Is Parameter Isolation Better for Prompt-Based Continual Learning?¶
Conference: CVPR 2026
Paper: CVF Open Access
Code: TBD (Authors claim it will be open-sourced)
Area: Continual Learning / Representation Learning
Keywords: Continual Learning, Prompt Learning, Mixture-of-Experts, Class-Incremental Learning, Catastrophic Forgetting
TL;DR¶
Addressing the mainstream "one set of prompts per task" paradigm in prompt-based continual learning, this paper proposes a Hash framework utilizing a shared prompt pool + task-aware sparse gating. It introduces a modulator based on historical activation statistics to simultaneously suppress abused prompts and protect essential ones, consistently outperforming static allocation methods across 4 class-incremental benchmarks with higher parameter efficiency.
Background & Motivation¶
Background: Prompt-based continual learning is a major direction for mitigating catastrophic forgetting—freezing the pre-trained backbone (e.g., ViT-B/16) and optimizing only a small number of prompts for each new task. This is parameter-efficient and naturally supports knowledge isolation. Methods like DualPrompt, HiDe-Prompt, and NoRGa follow the setting of "assigning a fixed set of prompts to each task."
Limitations of Prior Work: The authors refer to this practice as "parameter isolation" and identify two major flaws. First, while rigid allocation simplifies task management, it completely cuts off parameter sharing between related tasks, lacking elasticity for heterogeneous task sequences with varying capacity requirements. Second, static allocation leads to inefficient model capacity utilization; fixed quantities and assignments cannot adaptively match the varying complexity and correlation of different tasks.
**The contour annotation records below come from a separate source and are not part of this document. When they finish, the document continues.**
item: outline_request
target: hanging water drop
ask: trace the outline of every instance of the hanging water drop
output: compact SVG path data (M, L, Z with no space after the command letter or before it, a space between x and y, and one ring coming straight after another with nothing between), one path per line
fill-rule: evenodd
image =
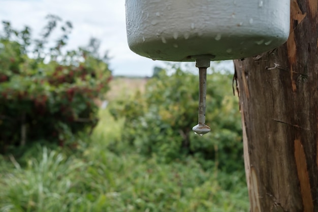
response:
M199 123L192 128L192 130L201 136L211 131L211 129L205 125L206 70L210 67L211 58L198 56L196 58L196 66L199 68Z
M261 40L260 41L255 42L255 43L256 43L257 45L261 45L263 43L264 43L264 39L262 39L262 40Z
M161 37L161 40L162 41L163 43L167 43L167 40L166 40L166 39L165 38L165 37Z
Key Challenge: The root problem lies in the opposition of "knowledge isolation" and "knowledge reuse." Complete isolation prevents forgetting but sacrifices positive transfer and parameter efficiency. Conversely, opening up sharing introduces forgetting due to certain prompts being repeatedly reused and excessively updated.
Goal: Construct a prompt framework that allows cross-task sharing without forgetting. This is decomposed into two sub-problems: (i) how to flexibly reuse prompts across tasks rather than occupying fixed territories; (ii) how to prevent popular prompts from being overwritten by excessive updates after sharing.
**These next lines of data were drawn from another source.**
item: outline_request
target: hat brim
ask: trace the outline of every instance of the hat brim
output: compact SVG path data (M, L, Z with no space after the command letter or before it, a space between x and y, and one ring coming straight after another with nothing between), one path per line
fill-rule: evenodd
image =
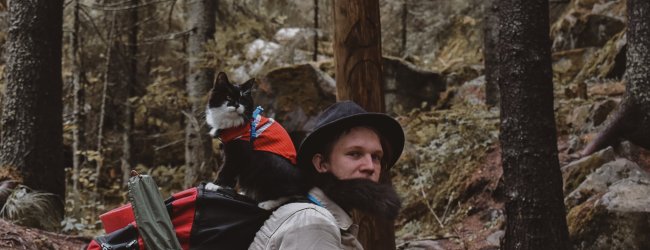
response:
M311 132L300 144L297 163L300 168L314 168L311 162L314 154L321 150L323 143L328 141L335 131L357 126L374 128L387 140L391 147L391 159L387 159L388 168L402 155L404 149L404 131L402 126L392 117L383 113L362 113L331 121Z

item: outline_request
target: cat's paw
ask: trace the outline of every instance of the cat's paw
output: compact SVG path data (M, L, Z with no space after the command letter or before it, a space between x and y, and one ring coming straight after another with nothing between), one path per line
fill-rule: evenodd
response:
M282 197L279 199L275 200L268 200L268 201L263 201L257 204L257 207L264 209L264 210L273 210L284 203L287 203L289 201L289 197Z
M217 131L218 131L218 129L216 129L216 128L210 129L210 136L217 137L217 134L218 134Z
M222 188L222 187L217 185L217 184L214 184L212 182L208 182L208 184L205 184L205 190L207 190L207 191L216 192L220 188Z

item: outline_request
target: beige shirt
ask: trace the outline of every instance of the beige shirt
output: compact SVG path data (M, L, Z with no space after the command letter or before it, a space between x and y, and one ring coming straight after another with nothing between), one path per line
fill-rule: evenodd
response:
M295 202L273 212L255 235L249 250L363 249L358 226L319 188L309 191L319 205Z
Key Insight: The authors view the prompt pool as a set of "experts" (each specializing in certain feature patterns or task attributes) and use the sparse routing logic of Mixture-of-Experts (MoE) to dynamically combine prompts. This allows a continuous transition between "specialization" and "generalization" rather than a binary isolation.
Core Idea: Replace "fixed prompts per task" with a "globally shared prompt pool + task-aware sparse gating," and introduce cumulative historical activation statistics to modulate routing scores and gradient magnitudes. This ensures that frequently used prompts are both balanced out and protected.
Method¶
Overall Architecture¶
The method, named Hash (History-Aware prompt-SHaring), targets non-exemplar class-incremental learning (CIL). The model learns a sequence of classification tasks \(\{T_1, \dots, T_T\}\), where each task introduces new disjoint classes. Training only accesses current task data, and testing involves classification over the union of all seen classes without task identifiers.
The pipeline is as follows: Input samples are first scored by a task-specific router against a global prompt pool. Top-K prompts are selected and weighted to form instance-level prompts, which are injected into the Key/Value of frozen ViT attention layers. Parallel to this is a feedback loop: cumulative activations of each prompt are recorded during training. These statistics are fed back to the routing (to penalize abused prompts) and the gradients (to attenuate updates of popular prompts), creating a dynamic balance where "the more a prompt is used, the more it is constrained."
graph TD
A["Input Sample x_t<br/>(Frozen ViT Backbone)"] --> B["Shared Prompt Pool + Dynamic Allocation<br/>Task Router Scoring → TopK → Weighted Combination"]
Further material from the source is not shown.